Slovo houseFor more than 20 years, the Slovo Park community outside Nancefield in Johannesburg were promised access to formal services and housing. On 30 July 2018, after years of government engagement, litigation and court judgments, the community of almost 10 000 people or 3 734 households have access to electricity for the first time.

The electrification of the settlement comes after a court judgment in the Gauteng Local Division of the High Court which compelled the City of Johannesburg to apply to the Gauteng provincial government for funding to upgrade Slovo Park in terms of the Upgrading of Informal Settlements Programme (UISP) contained in National Housing Code of 2009. In the judgment, Acting Judge Strauss found that the UISP was binding on the City and that its decision “to completely ignore” the policy was “unreasonable”, “not inclusive” and in breach of the housing rights of the Slovo Park residents. The Judge then set aside the City’s plan to relocate the residents, and directed the City to make the appropriate application to the provincial MEC for Human Settlements for a grant to upgrade the Slovo Park informal settlement in situ.

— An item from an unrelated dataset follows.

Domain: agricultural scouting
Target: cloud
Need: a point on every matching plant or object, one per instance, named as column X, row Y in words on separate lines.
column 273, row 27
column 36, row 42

Since 2016, a Slovo Park Task Team has been established to implement the UISP in Slovo Park. The Task Team consists of the Slovo Park Community Development Forum (SPCDF) (a local community-based organisation), the Socio-Economic Rights Institute of South Africa (SERI), the City of Johannesburg, City Power, and provincial and national government officials from the Department of Human Settlements. The electrification of Slovo Park is the first provision of basic services at the settlement that has been installed in situ after a process of inclusive community participation and in accordance with the UISP.

SERI represented the Slovo Park community during the litigation and participated in Slovo Park Task Team negotiations.